I have a hard time remembering what the Army was like before 9/11; before the war-footing we took on in October 2001.
Ten years ago today, at this exact moment, I could not have begun to imagine where I would be today. And I really can’t even guess where I will be ten years from now.
I hope and pray that the pain and anguish which family and friends of those lost ten years ago experienced has been dulled. But I wish and pray that the patriotism America experienced ten years ago would come back and be felt again.





I share your hope and prayer that our sense of all being Americans first and foremost has a new birth. And I pray that the petty bickering, anger and hatred is utterly dissolved.
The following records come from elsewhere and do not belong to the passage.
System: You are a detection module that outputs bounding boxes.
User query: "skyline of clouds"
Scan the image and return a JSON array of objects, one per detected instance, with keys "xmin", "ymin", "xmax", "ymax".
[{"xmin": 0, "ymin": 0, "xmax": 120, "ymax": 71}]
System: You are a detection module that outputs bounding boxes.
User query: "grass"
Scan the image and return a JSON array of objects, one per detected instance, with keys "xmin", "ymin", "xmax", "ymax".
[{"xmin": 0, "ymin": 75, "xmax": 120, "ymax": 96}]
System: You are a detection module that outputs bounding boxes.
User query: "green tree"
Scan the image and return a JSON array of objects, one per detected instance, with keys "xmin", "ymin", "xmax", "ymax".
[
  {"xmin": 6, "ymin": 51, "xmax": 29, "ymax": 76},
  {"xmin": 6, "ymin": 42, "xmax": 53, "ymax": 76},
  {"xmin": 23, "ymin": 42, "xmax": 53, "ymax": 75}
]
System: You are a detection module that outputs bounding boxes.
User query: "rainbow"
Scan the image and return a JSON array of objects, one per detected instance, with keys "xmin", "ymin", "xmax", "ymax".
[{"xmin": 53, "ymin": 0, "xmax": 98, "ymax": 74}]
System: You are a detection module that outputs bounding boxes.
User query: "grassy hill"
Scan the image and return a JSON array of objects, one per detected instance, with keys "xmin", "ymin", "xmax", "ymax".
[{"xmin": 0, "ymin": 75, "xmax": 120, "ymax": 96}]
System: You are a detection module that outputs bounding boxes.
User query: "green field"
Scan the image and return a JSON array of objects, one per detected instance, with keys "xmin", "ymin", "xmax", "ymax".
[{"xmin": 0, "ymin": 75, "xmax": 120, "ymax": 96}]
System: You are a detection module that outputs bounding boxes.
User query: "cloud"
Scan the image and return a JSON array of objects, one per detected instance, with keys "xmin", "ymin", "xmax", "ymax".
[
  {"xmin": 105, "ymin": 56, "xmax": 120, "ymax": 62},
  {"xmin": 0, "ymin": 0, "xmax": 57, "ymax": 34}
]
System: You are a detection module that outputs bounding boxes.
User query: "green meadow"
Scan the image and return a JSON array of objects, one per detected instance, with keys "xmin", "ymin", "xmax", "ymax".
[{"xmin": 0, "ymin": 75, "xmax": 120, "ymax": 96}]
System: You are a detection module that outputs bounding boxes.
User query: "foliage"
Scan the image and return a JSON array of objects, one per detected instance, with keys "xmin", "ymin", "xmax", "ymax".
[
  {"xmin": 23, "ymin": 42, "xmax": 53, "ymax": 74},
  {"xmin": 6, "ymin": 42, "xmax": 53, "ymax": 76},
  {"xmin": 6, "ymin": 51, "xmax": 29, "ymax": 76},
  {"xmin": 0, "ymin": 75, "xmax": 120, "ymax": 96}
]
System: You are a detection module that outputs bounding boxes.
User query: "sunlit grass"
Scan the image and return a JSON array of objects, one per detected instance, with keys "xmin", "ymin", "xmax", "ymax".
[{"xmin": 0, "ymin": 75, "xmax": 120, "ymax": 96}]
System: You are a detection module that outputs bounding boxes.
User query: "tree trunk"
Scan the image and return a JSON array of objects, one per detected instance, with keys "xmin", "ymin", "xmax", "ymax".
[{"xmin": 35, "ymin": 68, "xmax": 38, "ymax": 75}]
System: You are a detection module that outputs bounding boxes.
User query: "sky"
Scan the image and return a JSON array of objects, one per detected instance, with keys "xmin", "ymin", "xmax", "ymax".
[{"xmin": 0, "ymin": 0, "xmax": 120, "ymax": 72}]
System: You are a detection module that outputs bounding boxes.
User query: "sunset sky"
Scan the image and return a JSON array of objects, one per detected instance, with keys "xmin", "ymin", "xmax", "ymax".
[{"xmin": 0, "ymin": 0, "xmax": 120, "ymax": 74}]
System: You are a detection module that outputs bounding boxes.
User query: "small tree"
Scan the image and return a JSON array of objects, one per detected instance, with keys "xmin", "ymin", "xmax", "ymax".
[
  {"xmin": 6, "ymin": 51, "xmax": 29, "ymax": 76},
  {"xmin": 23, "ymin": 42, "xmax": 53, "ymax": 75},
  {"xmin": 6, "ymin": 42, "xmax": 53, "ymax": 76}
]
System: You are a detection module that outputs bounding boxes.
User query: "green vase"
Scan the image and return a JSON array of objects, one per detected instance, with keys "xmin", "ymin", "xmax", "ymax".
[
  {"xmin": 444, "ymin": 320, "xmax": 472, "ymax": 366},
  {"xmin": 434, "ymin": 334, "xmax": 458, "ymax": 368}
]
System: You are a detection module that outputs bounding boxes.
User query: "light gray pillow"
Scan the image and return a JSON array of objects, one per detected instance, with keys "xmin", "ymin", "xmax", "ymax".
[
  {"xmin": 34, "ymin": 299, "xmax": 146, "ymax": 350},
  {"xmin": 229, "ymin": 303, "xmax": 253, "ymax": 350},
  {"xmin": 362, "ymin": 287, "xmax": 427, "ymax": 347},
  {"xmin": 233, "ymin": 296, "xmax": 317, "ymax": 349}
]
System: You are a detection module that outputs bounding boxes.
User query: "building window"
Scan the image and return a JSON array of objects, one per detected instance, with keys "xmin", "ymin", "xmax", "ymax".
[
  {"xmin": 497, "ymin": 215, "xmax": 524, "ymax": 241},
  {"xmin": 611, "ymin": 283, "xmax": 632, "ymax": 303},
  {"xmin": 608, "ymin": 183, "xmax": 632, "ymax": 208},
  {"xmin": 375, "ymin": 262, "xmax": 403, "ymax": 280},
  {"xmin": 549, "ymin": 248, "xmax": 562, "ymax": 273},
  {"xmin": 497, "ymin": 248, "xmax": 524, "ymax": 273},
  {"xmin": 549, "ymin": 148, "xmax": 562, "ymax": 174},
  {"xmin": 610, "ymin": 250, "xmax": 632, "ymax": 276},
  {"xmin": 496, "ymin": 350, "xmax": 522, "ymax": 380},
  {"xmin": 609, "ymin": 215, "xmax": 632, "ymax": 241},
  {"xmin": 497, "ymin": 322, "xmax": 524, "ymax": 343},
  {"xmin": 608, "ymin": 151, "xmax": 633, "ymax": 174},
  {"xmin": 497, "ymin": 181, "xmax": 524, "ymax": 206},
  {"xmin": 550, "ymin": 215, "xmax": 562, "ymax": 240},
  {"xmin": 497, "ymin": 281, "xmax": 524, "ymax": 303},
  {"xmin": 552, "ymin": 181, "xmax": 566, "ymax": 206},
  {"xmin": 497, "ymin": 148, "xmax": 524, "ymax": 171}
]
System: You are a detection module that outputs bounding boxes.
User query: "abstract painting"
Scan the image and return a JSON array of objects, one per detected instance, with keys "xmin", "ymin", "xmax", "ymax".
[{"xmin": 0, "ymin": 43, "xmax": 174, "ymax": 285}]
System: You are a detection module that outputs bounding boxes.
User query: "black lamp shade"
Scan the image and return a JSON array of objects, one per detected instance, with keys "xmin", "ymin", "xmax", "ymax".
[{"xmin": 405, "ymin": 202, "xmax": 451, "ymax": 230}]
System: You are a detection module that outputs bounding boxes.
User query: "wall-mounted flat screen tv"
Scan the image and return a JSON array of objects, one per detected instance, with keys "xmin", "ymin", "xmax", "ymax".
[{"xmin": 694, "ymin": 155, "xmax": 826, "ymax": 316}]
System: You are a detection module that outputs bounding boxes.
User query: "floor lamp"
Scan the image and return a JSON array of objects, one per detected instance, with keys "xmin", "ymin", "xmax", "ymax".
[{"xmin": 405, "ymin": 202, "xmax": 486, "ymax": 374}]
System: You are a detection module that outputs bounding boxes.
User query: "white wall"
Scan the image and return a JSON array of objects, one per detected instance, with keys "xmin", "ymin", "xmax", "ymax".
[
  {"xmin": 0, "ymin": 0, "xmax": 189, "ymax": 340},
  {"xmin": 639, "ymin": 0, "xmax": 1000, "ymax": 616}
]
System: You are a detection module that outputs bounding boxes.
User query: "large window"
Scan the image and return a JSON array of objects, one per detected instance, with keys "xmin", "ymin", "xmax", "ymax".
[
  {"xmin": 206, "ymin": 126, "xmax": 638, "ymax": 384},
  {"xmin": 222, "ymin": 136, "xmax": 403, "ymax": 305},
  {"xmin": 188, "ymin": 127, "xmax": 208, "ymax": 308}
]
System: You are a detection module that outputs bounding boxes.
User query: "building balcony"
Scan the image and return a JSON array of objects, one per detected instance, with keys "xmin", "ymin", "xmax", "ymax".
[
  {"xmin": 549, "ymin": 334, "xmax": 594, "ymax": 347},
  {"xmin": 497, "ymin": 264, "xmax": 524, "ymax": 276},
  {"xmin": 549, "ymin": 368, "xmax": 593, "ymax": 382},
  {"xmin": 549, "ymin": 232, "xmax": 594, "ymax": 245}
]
Posted by: fern | September 13, 2011 at 12:53 PM
I remember the day after going into work as security thinking, Wow would someone actually fly a plane into this building killing everyone. I also remember everyone getting together at our church to help some of the churches near ground zero with money. The pastors there where maxing out the credit cards to help as many people as they could. So we had to help them, right? The patriotism shown in the coming days was incredible and would be great if that would happen without a national disaster.
Posted by: Jay | September 26, 2011 at 02:21 PM
"I wish and pray that the patriotism America experienced ten years ago would come back and be felt again."
It is always the way. Read Housman's, "To An athlete Dying Young":
"Smart lad, to slip betimes away
From fields where glory does not stay,
And early though the laurel grows
It withers quicker than the rose."
I am very sorry for the loss of your friends -- the best America has to offer. But no rah-rah will ever bring them back, and the solace you would feel would be illusory. What will dull the pain or murder, either of those in the WTC or your friends? Certainly not patriotism. I am sorry.